Well, it seems a new challenger has Microsoft going back on the attack. Mozilla Foundation's Firefox, launched in November, is garnering praise as a nimble alternative to Explorer. In the four months since, the free browser has been downloaded nearly 25 million times. In response, Microsoft announced last week it will release a major browser upgrade this summer.
So what's so great about Firefox? For one thing, it's much more secure than Explorer, which has long been criticized for its vulnerability to hackers. "Over the past several years, the security issue with IE has ballooned, and it seems like every couple of days there's another attack," says Scott Granneman, author of the forthcoming Don't Click on the Blue e, due out in March.
Firefox's instant popularity has caused Microsoft's share of the browser market to shrink by about five per cent. Modest, considering Explorer still controls about 90 per cent of the market, but symbolic nonetheless. If the software giant's dominance in an area it considered locked up can be whittled away, perhaps it's vulnerable elsewhere, too. Indeed, Firefox is just the most high-profile combatant in a multi-front assault on Microsoft by the so-called "open source" movement, where volunteer programmers work collaboratively on programs usually available for free download. OpenOffice.org, for example, offers free alternatives to the Microsoft Office suite; the Linux operating system is winning over corporate users; and Thunderbird, another product from Mozilla, is taking aim at Microsoft Outlook.
But is Firefox a real threat to Microsoft? Gartner Inc. technology analyst Ray Valdes doesn't think so. In a recent report, he argues that as Firefox gains a following, hackers will target it just as they did Explorer. And the challenge will become greater now that Microsoft has decided to marshal its massive resources to stem the tide of IE evacuees. "Even if Firefox has 20 million users," says Valdes, "that's still small considering there are 400 or 500 million Web users" - the vast majority of them using Explorer. Still, Granneman isn't convinced Microsoft can quash the mavericks. "For the first time, open source is not a foe Microsoft can buy out, intimidate or underprice," he says. "We're at the top of the hill with the snowball. We're going downhill, and we're gathering steam."

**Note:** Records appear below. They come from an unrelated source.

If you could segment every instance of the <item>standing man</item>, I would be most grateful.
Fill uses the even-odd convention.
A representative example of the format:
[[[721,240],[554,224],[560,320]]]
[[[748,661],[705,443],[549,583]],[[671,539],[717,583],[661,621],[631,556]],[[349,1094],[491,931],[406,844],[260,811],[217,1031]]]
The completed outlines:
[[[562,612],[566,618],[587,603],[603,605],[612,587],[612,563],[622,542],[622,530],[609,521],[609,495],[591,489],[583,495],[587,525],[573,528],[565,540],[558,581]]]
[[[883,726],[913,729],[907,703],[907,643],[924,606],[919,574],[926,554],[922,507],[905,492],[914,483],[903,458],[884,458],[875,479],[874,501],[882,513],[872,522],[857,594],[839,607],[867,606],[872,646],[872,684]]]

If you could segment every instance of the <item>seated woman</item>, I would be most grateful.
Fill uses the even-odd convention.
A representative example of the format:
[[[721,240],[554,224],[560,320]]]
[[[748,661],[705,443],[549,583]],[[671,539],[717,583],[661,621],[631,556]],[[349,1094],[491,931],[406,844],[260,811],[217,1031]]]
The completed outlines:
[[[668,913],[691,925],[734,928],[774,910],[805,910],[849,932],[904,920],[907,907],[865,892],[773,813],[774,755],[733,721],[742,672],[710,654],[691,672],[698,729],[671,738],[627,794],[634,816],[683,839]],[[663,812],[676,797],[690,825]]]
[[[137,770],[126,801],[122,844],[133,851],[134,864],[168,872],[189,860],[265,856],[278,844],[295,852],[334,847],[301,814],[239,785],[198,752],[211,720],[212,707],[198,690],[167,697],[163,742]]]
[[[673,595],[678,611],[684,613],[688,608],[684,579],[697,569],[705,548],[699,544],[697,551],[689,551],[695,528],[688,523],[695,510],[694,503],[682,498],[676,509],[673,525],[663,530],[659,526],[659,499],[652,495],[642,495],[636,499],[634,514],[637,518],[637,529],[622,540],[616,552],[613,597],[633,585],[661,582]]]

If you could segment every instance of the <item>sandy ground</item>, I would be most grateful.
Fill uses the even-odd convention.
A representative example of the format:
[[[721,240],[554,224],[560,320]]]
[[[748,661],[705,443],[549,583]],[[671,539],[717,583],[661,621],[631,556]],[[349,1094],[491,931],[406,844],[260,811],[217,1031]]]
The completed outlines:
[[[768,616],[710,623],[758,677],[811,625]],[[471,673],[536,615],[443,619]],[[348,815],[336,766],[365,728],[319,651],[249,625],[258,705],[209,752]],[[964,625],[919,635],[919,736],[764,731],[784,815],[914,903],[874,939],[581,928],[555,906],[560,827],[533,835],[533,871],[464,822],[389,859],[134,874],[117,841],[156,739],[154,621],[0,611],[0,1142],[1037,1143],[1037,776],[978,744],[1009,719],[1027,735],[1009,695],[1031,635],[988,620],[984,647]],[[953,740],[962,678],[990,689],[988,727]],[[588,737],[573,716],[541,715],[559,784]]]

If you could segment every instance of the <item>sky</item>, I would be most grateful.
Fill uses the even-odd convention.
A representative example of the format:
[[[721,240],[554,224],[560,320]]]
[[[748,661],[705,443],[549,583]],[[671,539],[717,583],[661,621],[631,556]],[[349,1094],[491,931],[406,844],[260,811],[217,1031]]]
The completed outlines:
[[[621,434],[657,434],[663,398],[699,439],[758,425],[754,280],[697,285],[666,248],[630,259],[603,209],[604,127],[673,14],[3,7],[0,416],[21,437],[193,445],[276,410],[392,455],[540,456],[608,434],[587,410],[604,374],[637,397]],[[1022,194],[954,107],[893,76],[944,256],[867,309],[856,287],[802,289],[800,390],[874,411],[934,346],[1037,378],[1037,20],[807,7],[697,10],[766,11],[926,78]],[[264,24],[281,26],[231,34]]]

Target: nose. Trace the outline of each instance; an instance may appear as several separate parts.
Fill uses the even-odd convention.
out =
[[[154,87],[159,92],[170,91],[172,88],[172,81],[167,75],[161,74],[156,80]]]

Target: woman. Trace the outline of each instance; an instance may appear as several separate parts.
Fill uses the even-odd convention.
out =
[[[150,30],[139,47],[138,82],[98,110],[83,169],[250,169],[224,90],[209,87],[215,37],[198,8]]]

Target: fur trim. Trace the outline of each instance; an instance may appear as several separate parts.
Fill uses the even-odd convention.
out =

Where Firefox Outsmarts Explorer
Tabbed browsing: lets you open multiple websites within a single window. You flip through by clicking on tabs - like using Post-It notes marking papers in a binder.
Cool extensions: small programs written by Firefox enthusiasts that add features such as a weather report icon, an iTunes controller or an ad blocker.
Search toolbar: access dozens of search sites, including Wikipedia and IMDB, through this integrated feature.